A paper from the Harvard University Joint Center for Housing Studies (JCHS), Measuring Housing Affordability: Assessing the 30 Percent of Income Standard, compares two different measures of housing cost burdens: the common 30% housing cost-to-income ratio and the residual income approach. The paper finds that the two measures produce similar metropolitan area-wide rates of cost burden overall, but the 30% standard significantly underestimates cost burdens for the lowest income households and families with children and overestimates cost burdens for higher income households and single-person households.
The widely used 30% housing cost-to-income standard assumes that households will have difficulty affording other necessities if they spend more than 30% of their income on housing costs. This assumption, however, has two problems. Non-housing living expenses vary with the number and ages of household members, and most necessary household expenses do not rise with income. Therefore, larger families with children and those with extremely low incomes often can’t afford to spend as much as 30% of their incomes on housing without sacrificing other necessities, while small households and those with higher incomes can spend more than 30%. The benefit of using this standard, however, is that data on housing costs and household incomes are readily available for every jurisdiction across the country.
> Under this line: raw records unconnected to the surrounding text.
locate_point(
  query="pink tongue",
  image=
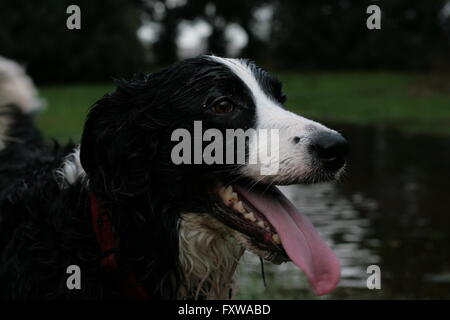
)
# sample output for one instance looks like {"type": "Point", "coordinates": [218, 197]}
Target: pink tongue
{"type": "Point", "coordinates": [300, 240]}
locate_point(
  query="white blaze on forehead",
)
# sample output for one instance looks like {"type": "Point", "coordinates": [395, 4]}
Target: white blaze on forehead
{"type": "Point", "coordinates": [269, 112]}
{"type": "Point", "coordinates": [293, 157]}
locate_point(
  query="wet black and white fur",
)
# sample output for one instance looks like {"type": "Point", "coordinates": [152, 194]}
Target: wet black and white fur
{"type": "Point", "coordinates": [161, 212]}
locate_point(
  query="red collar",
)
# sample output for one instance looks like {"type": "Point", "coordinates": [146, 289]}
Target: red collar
{"type": "Point", "coordinates": [127, 283]}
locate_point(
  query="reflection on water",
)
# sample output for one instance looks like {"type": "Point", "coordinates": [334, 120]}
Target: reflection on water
{"type": "Point", "coordinates": [392, 209]}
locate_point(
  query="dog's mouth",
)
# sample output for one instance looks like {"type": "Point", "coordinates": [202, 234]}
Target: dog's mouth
{"type": "Point", "coordinates": [268, 224]}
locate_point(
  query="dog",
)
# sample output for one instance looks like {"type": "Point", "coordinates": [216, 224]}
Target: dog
{"type": "Point", "coordinates": [131, 221]}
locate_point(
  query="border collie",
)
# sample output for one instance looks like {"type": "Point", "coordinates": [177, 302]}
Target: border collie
{"type": "Point", "coordinates": [135, 224]}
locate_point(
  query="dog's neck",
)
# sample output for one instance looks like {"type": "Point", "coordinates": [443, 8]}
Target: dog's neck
{"type": "Point", "coordinates": [208, 258]}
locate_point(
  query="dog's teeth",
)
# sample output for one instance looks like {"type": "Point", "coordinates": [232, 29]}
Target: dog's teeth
{"type": "Point", "coordinates": [250, 216]}
{"type": "Point", "coordinates": [276, 238]}
{"type": "Point", "coordinates": [238, 206]}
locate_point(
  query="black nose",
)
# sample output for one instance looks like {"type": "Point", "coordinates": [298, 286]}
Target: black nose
{"type": "Point", "coordinates": [329, 148]}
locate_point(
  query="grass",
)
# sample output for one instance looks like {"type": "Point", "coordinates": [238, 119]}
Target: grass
{"type": "Point", "coordinates": [412, 103]}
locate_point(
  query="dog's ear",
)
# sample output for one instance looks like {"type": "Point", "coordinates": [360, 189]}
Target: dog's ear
{"type": "Point", "coordinates": [118, 145]}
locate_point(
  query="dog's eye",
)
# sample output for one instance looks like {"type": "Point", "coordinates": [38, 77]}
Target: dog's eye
{"type": "Point", "coordinates": [223, 106]}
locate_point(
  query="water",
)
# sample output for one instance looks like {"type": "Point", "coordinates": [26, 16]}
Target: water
{"type": "Point", "coordinates": [392, 209]}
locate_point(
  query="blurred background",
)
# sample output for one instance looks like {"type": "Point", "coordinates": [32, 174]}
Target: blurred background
{"type": "Point", "coordinates": [387, 91]}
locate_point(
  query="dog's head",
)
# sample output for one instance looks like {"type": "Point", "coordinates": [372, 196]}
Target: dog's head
{"type": "Point", "coordinates": [169, 143]}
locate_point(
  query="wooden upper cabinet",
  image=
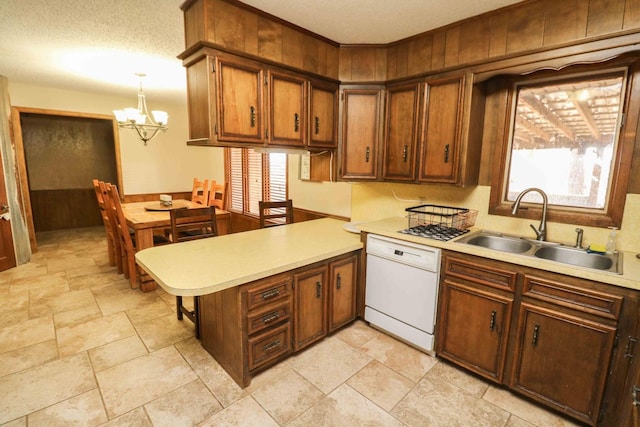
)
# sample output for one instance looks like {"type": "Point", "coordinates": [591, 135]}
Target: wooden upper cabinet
{"type": "Point", "coordinates": [361, 128]}
{"type": "Point", "coordinates": [401, 136]}
{"type": "Point", "coordinates": [451, 136]}
{"type": "Point", "coordinates": [240, 100]}
{"type": "Point", "coordinates": [441, 135]}
{"type": "Point", "coordinates": [287, 112]}
{"type": "Point", "coordinates": [323, 102]}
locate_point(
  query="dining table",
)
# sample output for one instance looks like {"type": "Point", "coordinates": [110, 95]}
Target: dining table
{"type": "Point", "coordinates": [150, 217]}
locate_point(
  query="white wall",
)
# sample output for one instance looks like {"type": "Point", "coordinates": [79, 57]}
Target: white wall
{"type": "Point", "coordinates": [166, 164]}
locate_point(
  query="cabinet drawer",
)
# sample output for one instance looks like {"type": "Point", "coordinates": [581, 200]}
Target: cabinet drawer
{"type": "Point", "coordinates": [482, 274]}
{"type": "Point", "coordinates": [267, 291]}
{"type": "Point", "coordinates": [259, 320]}
{"type": "Point", "coordinates": [269, 346]}
{"type": "Point", "coordinates": [575, 297]}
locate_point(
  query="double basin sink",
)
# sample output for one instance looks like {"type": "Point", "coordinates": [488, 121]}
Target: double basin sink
{"type": "Point", "coordinates": [545, 250]}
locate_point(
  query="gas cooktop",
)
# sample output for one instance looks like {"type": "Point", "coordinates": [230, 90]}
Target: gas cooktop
{"type": "Point", "coordinates": [435, 231]}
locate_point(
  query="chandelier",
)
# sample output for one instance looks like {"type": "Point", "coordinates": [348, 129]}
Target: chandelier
{"type": "Point", "coordinates": [136, 118]}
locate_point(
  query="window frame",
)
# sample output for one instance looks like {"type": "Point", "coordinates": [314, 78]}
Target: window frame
{"type": "Point", "coordinates": [265, 179]}
{"type": "Point", "coordinates": [503, 90]}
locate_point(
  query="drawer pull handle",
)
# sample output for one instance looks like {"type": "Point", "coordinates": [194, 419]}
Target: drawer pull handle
{"type": "Point", "coordinates": [270, 294]}
{"type": "Point", "coordinates": [253, 116]}
{"type": "Point", "coordinates": [272, 346]}
{"type": "Point", "coordinates": [536, 330]}
{"type": "Point", "coordinates": [492, 321]}
{"type": "Point", "coordinates": [270, 317]}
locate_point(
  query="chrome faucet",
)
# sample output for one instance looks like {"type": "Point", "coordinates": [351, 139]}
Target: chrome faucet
{"type": "Point", "coordinates": [541, 231]}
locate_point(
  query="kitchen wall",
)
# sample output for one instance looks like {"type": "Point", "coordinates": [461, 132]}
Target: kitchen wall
{"type": "Point", "coordinates": [166, 164]}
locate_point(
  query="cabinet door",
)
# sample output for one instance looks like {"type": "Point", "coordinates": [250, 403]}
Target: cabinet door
{"type": "Point", "coordinates": [562, 360]}
{"type": "Point", "coordinates": [361, 110]}
{"type": "Point", "coordinates": [287, 116]}
{"type": "Point", "coordinates": [310, 306]}
{"type": "Point", "coordinates": [403, 107]}
{"type": "Point", "coordinates": [240, 101]}
{"type": "Point", "coordinates": [342, 295]}
{"type": "Point", "coordinates": [473, 328]}
{"type": "Point", "coordinates": [440, 140]}
{"type": "Point", "coordinates": [322, 124]}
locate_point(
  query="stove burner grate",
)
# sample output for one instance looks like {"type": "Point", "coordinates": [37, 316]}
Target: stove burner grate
{"type": "Point", "coordinates": [435, 231]}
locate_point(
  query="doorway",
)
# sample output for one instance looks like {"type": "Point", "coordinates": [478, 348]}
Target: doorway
{"type": "Point", "coordinates": [58, 155]}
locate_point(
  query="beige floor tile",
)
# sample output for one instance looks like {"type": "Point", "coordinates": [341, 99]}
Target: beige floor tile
{"type": "Point", "coordinates": [50, 304]}
{"type": "Point", "coordinates": [460, 378]}
{"type": "Point", "coordinates": [90, 311]}
{"type": "Point", "coordinates": [524, 409]}
{"type": "Point", "coordinates": [26, 333]}
{"type": "Point", "coordinates": [134, 383]}
{"type": "Point", "coordinates": [27, 357]}
{"type": "Point", "coordinates": [287, 397]}
{"type": "Point", "coordinates": [435, 402]}
{"type": "Point", "coordinates": [346, 407]}
{"type": "Point", "coordinates": [154, 309]}
{"type": "Point", "coordinates": [185, 406]}
{"type": "Point", "coordinates": [399, 356]}
{"type": "Point", "coordinates": [245, 412]}
{"type": "Point", "coordinates": [82, 410]}
{"type": "Point", "coordinates": [163, 331]}
{"type": "Point", "coordinates": [329, 363]}
{"type": "Point", "coordinates": [382, 385]}
{"type": "Point", "coordinates": [117, 352]}
{"type": "Point", "coordinates": [357, 334]}
{"type": "Point", "coordinates": [136, 418]}
{"type": "Point", "coordinates": [36, 388]}
{"type": "Point", "coordinates": [94, 333]}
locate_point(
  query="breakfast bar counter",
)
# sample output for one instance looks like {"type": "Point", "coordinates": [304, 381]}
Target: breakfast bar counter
{"type": "Point", "coordinates": [205, 266]}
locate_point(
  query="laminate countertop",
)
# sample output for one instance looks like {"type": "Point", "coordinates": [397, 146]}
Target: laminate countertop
{"type": "Point", "coordinates": [205, 266]}
{"type": "Point", "coordinates": [630, 277]}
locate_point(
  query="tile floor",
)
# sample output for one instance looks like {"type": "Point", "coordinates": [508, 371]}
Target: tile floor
{"type": "Point", "coordinates": [79, 347]}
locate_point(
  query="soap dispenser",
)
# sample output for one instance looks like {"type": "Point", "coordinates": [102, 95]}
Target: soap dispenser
{"type": "Point", "coordinates": [611, 243]}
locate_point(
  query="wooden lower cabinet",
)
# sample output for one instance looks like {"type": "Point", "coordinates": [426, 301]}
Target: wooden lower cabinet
{"type": "Point", "coordinates": [565, 342]}
{"type": "Point", "coordinates": [251, 327]}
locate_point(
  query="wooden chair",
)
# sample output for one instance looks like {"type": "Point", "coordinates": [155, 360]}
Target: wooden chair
{"type": "Point", "coordinates": [112, 240]}
{"type": "Point", "coordinates": [218, 195]}
{"type": "Point", "coordinates": [200, 192]}
{"type": "Point", "coordinates": [127, 241]}
{"type": "Point", "coordinates": [275, 213]}
{"type": "Point", "coordinates": [191, 224]}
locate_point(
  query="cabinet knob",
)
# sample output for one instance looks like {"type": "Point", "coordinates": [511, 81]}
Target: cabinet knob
{"type": "Point", "coordinates": [492, 321]}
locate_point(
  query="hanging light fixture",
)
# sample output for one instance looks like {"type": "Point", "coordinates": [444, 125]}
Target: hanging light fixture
{"type": "Point", "coordinates": [136, 118]}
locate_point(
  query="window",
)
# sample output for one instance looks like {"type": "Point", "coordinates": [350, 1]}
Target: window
{"type": "Point", "coordinates": [254, 176]}
{"type": "Point", "coordinates": [566, 136]}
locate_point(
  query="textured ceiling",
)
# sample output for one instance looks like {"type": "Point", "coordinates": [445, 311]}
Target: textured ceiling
{"type": "Point", "coordinates": [99, 45]}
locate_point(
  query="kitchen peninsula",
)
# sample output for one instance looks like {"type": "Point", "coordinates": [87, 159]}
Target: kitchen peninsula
{"type": "Point", "coordinates": [266, 293]}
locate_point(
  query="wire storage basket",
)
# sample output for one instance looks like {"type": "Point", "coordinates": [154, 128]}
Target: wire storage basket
{"type": "Point", "coordinates": [442, 216]}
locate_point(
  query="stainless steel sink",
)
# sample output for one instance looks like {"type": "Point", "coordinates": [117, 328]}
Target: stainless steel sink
{"type": "Point", "coordinates": [577, 257]}
{"type": "Point", "coordinates": [544, 250]}
{"type": "Point", "coordinates": [501, 243]}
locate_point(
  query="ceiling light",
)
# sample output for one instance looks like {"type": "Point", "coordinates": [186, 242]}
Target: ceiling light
{"type": "Point", "coordinates": [136, 118]}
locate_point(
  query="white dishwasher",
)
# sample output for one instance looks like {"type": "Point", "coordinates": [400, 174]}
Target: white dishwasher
{"type": "Point", "coordinates": [402, 289]}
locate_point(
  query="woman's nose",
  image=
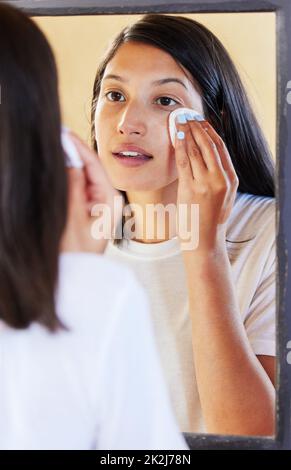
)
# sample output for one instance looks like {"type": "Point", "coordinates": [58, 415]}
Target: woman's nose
{"type": "Point", "coordinates": [132, 122]}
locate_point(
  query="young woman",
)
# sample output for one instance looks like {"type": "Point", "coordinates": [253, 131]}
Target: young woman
{"type": "Point", "coordinates": [213, 306]}
{"type": "Point", "coordinates": [72, 374]}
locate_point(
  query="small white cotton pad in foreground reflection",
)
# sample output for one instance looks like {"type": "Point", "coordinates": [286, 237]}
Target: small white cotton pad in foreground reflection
{"type": "Point", "coordinates": [72, 156]}
{"type": "Point", "coordinates": [172, 118]}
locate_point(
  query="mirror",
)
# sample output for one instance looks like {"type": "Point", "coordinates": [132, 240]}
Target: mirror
{"type": "Point", "coordinates": [79, 43]}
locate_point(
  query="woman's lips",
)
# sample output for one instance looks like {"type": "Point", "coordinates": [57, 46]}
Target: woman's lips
{"type": "Point", "coordinates": [131, 161]}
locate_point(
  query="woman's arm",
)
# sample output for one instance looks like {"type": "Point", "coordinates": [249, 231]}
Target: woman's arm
{"type": "Point", "coordinates": [237, 396]}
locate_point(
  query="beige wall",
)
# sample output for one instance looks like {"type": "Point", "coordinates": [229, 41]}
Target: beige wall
{"type": "Point", "coordinates": [79, 42]}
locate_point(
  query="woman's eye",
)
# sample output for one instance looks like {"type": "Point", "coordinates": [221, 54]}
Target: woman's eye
{"type": "Point", "coordinates": [165, 100]}
{"type": "Point", "coordinates": [114, 96]}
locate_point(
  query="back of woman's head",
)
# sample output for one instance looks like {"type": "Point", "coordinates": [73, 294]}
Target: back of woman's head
{"type": "Point", "coordinates": [33, 192]}
{"type": "Point", "coordinates": [225, 102]}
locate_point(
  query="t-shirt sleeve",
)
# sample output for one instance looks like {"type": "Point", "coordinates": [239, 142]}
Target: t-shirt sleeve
{"type": "Point", "coordinates": [260, 323]}
{"type": "Point", "coordinates": [136, 411]}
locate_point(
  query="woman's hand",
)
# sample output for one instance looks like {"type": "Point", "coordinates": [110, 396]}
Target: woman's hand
{"type": "Point", "coordinates": [87, 186]}
{"type": "Point", "coordinates": [207, 178]}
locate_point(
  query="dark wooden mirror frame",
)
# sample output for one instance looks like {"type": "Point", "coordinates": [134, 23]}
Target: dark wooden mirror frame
{"type": "Point", "coordinates": [282, 8]}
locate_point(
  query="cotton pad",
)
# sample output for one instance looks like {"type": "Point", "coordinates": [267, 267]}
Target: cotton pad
{"type": "Point", "coordinates": [172, 118]}
{"type": "Point", "coordinates": [72, 157]}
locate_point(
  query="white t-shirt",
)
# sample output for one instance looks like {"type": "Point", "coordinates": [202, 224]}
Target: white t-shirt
{"type": "Point", "coordinates": [160, 269]}
{"type": "Point", "coordinates": [98, 385]}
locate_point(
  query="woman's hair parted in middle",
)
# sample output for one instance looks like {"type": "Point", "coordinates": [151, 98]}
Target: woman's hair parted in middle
{"type": "Point", "coordinates": [33, 182]}
{"type": "Point", "coordinates": [225, 101]}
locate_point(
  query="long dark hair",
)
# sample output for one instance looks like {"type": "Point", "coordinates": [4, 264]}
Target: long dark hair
{"type": "Point", "coordinates": [33, 185]}
{"type": "Point", "coordinates": [225, 102]}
The residual income approach to measure cost burdens subtracts necessary expenses like food, transportation, health care, childcare, taxes, and savings from the householder’s income to determine the remaining income available for housing. If housing costs exceed the amount left over (“residual income”), then the household is considered housing cost-burdened, or “shelter poor.” Residual income, or the amount households can afford to pay for housing, varies by household composition and income level. The dilemma with this measure, however, is that data are more complex and difficult to locate for every jurisdiction.
The JCHS paper compares both affordability measures across three metropolitan areas with housing costs varying from high to low—Los Angeles, Phoenix, and Cleveland. Overall, the two approaches produce similar metropolitan area-wide cost burden rates. The residual income approach, however, produces higher cost-burden rates for the lowest income renters and lower rates for the highest income renters when compared to the 30% housing cost-to-income standard. For extremely low income renters (those earning less than 30% of area median income), rates of cost burden under the residual income approach were 10 to 19 percentage points higher than under the 30% standard. In fact, extremely low income renters in the three metropolitan regions had no income remaining for housing costs after paying for other household necessities, regardless of household size. The residual income approach reveals lower rates of cost burdens for single-person households, except for the lowest income individuals, and higher rates for families with children for all income levels, likely due to the high costs of childcare.
The 30% standard provides a reasonably accurate depiction of housing cost burdens, but other measures and data can clarify housing cost burdens when crafting policy. While the residual income approach potentially offers a more precise estimation of who experiences housing cost burdens, the approach can be difficult to use due to limited data and is still not precise, because costs of food, healthcare, and other necessities vary greatly by households of similar incomes and composition. Some families with children, for example, may have childcare expenses, while other families with similar incomes may rely on relatives or friends for free or less expensive childcare.